Dass solche Marktschreierei nichts Neues ist, konnte man schon vor etwas über zwei Jahren in der Aargauer Zeitung lesen. Die liess sich über das Marketing des Bezirks Zurzach und einiger Weiacher wie folgt aus:

«Die Zurzibieter sind sich der Schönheiten ihrer Gegend bewusst und wissen diese mittlerweile auch zu vermarkten. Standortmarketing heisst das Zauberwort. Ensprechend wird im Bezirk geweibelt, organisiert, über die Bezirksgrenzen hinaus lobbyiert. Mit dem Ziel, hoffnungsvolle und erfolgreiche Unternehmen, Arbeitsplätze und damit auch neue Steuerzahler in den Bezirk zu holen. Man hat erkannt, dass Stillstand Rückschritt bedeutet. Allerdings wäre es manchmal besser, wenn der Hebel auch in den eigenen Gemeinden angesetzt würde.
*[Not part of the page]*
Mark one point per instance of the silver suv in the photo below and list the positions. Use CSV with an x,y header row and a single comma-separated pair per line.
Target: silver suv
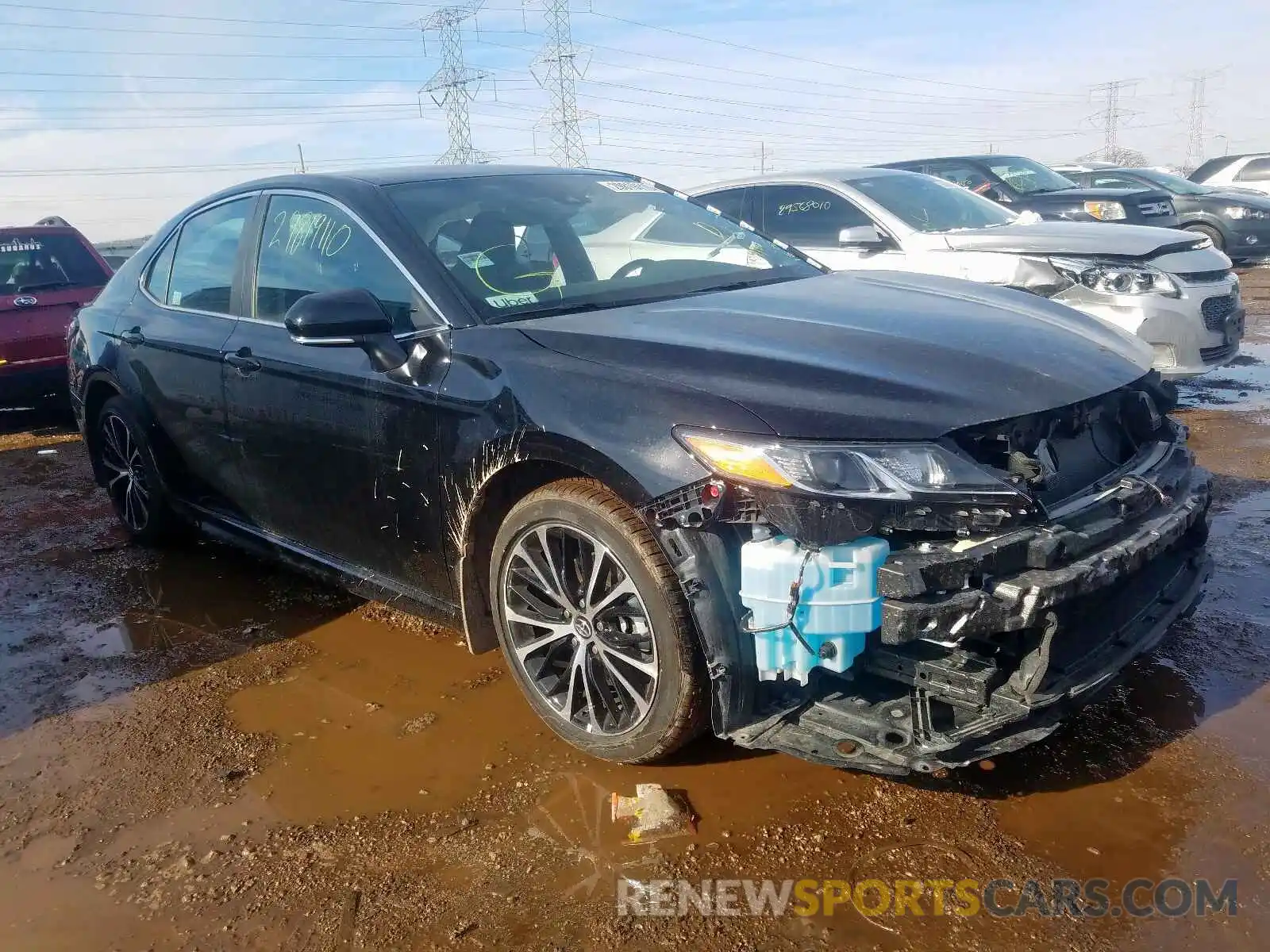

Denn im gemeinsamen Gemeinde-Mitteilungsblatt von Fisibach und Kaiserstuhl ist ein rund halbseitiges Inserat erschienen, das nicht unbedingt den Standortmarketing-Bemühungen im Zurzibiet entspricht. «Wohneigentum in der Steueroase Weiach», lautet der Titel. Angeboten werden Eigentumswohnungen in einer «ästhetisch ansprechenden Überbauung mit vier Mehrfamilienhäusern in klassischer Architektur».

Die Vorzüge Weiachs werden mit den wohlklingendsten Adjektiven angepriesen. Wie zum Beispiel «Autobahnanschluss in nur 2 Kilometer Entfernung». Immerhin gibts dann doch noch einen positiven Bezug zum Zurzbiet: «Direkte Busverbindung zum Nachbarort Kaiserstuhl», heisst es. Das liesse auch den Umkehrschluss zu, dass die Weiacher ebenso gut ins aargauische Städtlein ziehen könnten und weiterhin eine gute Verbindung in ihre Gemeinde hätten.
»

Mittlerweile hat das Zurzibiet mit einer eigenen Image-Kampagne samt Website reagiert. Und der WeiachBlogger ist gespannt, was die künftigen Jahre an Marketingsprüchen noch bringen werden. Besonders interessant wird es dann, wenn mit der Erschöpfung der abbaubaren Kiesreserven die Zeit der tiefen Steuerfüsse unwiederbringlich zu Ende geht.

Quellen
  • Am Wochenende des grossen Weinfestes Wasser gepredigt. In: Aargauer Zeitung, 9. Oktober 2004.
  • Die Weiacher haben deutlich mehr vom Lohn. Wo das Leben im Grossraum Zürich wie teuer ist. In: Neue Zürcher Zeitung, 27. Juli 2006.